The brands that appeared had product data that was semantically legible to the model. AI systems match product recommendations by parsing language: color descriptions, material attributes, occasion context, and styling relevance. Brands with precise, sensory, contextually rich product descriptions align more closely with how AI interprets user needs. Brands with minimal or generic descriptions ("blue top, size M") are harder for the model to match, regardless of brand awareness or ad spend.
Does paid advertising influence AI product recommendations?

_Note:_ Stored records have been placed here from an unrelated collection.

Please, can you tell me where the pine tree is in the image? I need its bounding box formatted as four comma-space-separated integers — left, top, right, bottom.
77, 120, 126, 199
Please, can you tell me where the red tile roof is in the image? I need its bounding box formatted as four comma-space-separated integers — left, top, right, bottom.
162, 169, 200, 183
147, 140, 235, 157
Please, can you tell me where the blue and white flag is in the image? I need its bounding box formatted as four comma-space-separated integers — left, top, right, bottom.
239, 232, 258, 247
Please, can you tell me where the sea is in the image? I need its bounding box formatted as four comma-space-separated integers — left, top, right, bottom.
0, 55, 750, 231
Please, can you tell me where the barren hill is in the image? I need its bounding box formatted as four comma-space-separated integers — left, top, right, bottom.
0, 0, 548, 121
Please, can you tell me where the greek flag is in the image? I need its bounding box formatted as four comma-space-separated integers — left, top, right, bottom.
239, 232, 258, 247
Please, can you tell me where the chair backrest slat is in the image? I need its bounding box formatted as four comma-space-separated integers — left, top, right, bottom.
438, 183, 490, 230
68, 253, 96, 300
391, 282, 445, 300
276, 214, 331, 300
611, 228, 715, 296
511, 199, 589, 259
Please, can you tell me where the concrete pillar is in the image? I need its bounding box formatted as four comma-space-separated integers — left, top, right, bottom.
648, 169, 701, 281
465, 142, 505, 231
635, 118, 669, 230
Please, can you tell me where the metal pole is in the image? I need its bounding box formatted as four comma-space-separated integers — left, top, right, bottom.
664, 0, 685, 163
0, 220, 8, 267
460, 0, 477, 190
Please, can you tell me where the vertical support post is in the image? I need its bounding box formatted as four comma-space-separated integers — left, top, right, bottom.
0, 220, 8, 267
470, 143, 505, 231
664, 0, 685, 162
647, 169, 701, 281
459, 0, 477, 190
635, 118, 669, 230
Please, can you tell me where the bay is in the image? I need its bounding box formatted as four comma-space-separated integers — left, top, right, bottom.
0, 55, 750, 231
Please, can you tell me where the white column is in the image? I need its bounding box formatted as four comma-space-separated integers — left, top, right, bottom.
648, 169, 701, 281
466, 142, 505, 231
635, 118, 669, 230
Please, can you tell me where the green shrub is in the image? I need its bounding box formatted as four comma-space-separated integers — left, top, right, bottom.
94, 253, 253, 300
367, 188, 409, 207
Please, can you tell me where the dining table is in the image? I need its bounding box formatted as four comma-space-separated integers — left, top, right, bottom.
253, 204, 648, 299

Not directly. AI recommendation outputs are generated from training data and, in retrieval-augmented models, from real-time web sources. Paid ad placements don't appear in AI-generated recommendation lists the way they do in search results. Brand visibility in AI commerce is earned through product data quality, third-party citations, editorial coverage, and structured data. This is distinct from the evolving landscape of paid placements in AI search interfaces, which is a separate, emerging product category worth monitoring.
What is AEO (Answer Engine Optimization)?
AEO, or Answer Engine Optimization, is the practice of improving how prominently a brand appears inside AI-generated responses across platforms like ChatGPT, Gemini, Perplexity, and Claude. In a shopping context, AEO means ensuring your brand and products are cited, recommended, and positioned favorably when users ask AI systems for product guidance. It operates through product data structure, earned editorial authority, and consistent third-party citation.
How is AEO different from traditional SEO?
Traditional SEO optimizes for search engine rankings, specifically getting a page to appear on the first page for a given query. AEO optimizes for AI citation: getting a brand to appear in the AI's answer when a user asks for a recommendation. SEO rewards technical site structure and backlink authority. AEO rewards semantic richness in product data, the depth of third-party citations, and the consistency of brand mentions across the sources AI models draw from. Brands that have invested in content authority for SEO have a head start, but the catalog-level work required for AI shopping visibility is distinct.
Is AI-mediated commerce limited to retail?
No. The color analysis example is retail, but the underlying behavior (AI inferring a need and recommending a solution within a conversation) applies across categories. Service providers, B2B vendors, professional services, and healthcare organizations are all seeing purchase-intent journeys begin in AI chat rather than search. The stakes differ by category, but the structural shift is consistent: AI is increasingly the first touchpoint in a consideration journey, not the search bar.